Die Beklagte hat mit ihrer Berufung Erfolg.
Die Berufung ist zulässig.
Sie ist fristgerecht eingereicht worden (§ 517 ZPO) und erreicht trotz der Beschränkung
des Rechtsmittels die erforderliche Berufungssumme (§ 511 Abs. 2 Nr. 1 ZPO).
Die Berufung ist begründet.
A. Freistellungsanspruch dem Grunde nach
Die Berichterstattung der Beklagten vom 09. August 2008 hat rechtswidrig und
schuldhaft das allgemeine Persönlichkeitsrecht (Art 2 Abs. 1 GG, §§ 823 Abs. 1, 1004, 12
BGB analog) des Klägers verletzt; hierüber besteht zwischen den Parteien kein Streit
(mehr).
1. Dem Kläger steht daher gegen die Beklagte ein Anspruch auf Freistellung (§ 257 BGB)

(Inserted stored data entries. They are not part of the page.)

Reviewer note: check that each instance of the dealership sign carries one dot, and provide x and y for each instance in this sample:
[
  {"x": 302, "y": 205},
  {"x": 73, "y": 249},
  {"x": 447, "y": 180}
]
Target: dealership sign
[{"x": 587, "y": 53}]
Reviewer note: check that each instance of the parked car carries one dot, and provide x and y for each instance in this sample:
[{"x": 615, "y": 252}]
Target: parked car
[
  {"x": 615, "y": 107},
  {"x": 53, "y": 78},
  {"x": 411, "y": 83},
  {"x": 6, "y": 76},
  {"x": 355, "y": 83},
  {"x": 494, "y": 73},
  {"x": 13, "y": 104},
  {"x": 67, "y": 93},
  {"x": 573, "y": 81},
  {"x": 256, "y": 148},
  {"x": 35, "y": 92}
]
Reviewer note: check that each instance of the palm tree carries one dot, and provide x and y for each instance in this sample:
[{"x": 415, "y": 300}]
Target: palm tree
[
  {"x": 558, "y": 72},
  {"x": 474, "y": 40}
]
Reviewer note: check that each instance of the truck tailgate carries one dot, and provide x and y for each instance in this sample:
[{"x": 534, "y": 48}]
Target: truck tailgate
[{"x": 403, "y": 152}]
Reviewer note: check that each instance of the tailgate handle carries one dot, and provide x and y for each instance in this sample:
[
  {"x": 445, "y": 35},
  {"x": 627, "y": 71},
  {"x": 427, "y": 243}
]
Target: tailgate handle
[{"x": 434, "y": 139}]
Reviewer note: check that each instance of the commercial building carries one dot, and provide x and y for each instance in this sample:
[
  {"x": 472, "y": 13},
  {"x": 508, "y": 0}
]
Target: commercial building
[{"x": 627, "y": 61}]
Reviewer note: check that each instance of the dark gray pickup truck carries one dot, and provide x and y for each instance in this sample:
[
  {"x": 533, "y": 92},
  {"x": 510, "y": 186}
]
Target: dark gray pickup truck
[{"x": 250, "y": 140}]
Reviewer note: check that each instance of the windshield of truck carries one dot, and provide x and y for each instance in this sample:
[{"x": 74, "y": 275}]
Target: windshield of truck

von den für eine Abmahnung bzw. ein Abschlussschreiben angefallenen Anwaltskosten
aus § 823 Abs. 1 i.V.m. Art. 1 Abs. 1, 2 Abs. 1 GG zu. Die Kosten der Rechtsverfolgung
und deshalb auch die Kosten eines mit der Sache befassten Rechtsanwalts, soweit sie
zur Wahrnehmung der Rechte erforderlich und zweckmäßig waren, gehören
grundsätzlich zu dem wegen einer unerlaubten Handlung zu ersetzenden Schaden (vgl.
BGHZ 127, 348, 350; BGH AfP 2008, 189). Dementsprechend wird von den Parteien
auch nicht weiter in Frage gestellt, dass die Beklagte wegen der abgemahnten
Veröffentlichung zur Freistellung von den notwendigen Rechtsanwaltskosten verpflichtet
ist.
2. Der Freistellungsanspruch für die Gebührenforderungen seines
Prozessbevollmächtigten steht dem Kläger dem Grunde und/oder der Höhe nach nur
insoweit zu, als die Abmahnung und das Abschlussschreiben zur Durchsetzung seines
Unterlassungsanspruchs erforderlich war.
a) Der Senat (KGR Berlin 2008, 237f; ferner Kammergericht vom 3. April 2008 zu 10 U
245/07 = KGR Berlin 2008, 920, 922) hat allerdings das Risiko einer unberechtigten
Gebührenrechnung dem Schädiger zugewiesen und diesem auferlegt, sich – ggf. nach
einer Abtretung etwaiger Erstattungsansprüche des Geschädigten gegenüber seinem
Prozessbevollmächtigten (§ 255 BGB) – die zu Unrecht oder zuviel bezahlten Beträge
vom Rechtsanwalt erstatten zu lassen.
Hiernach musste sich der Geschädigte ein etwaiges Fehlverhalten des Rechtsanwalts bei
der Abrechnung nicht zurechnen lassen, weil dieses den Kausalzusammenhang
zwischen schädigender Handlung und Schadenseintritt (Gebührenabrechnung) nicht
unterbrechen könne (vgl. auch Palandt-Heinrichs, 68. Auflage, 2009, Vorb vor § 249
BGB, RN 73 m.w.N.). Es kam insoweit grundsätzlich allein darauf an, ob die Beauftragung
des Rechtsanwalts aus der Sicht des Geschädigten zur Wahrnehmung seiner Rechte
erforderlich und zweckmäßig war (BGH NJW 2006, 1065). Hieraus folgte, dass die Frage
der Berechtigung der Gebührenforderung in diesen Fällen nicht im Verhältnis zum
Mandanten, sondern im Verhältnis Schädiger – Rechtsanwalt zu klären war, der
Geschädigte jedoch – je nach den Umständen des Einzelfalls – selbst objektiv
unberechtigte Gebühren zunächst vom Schädiger erstattet verlangen konnte.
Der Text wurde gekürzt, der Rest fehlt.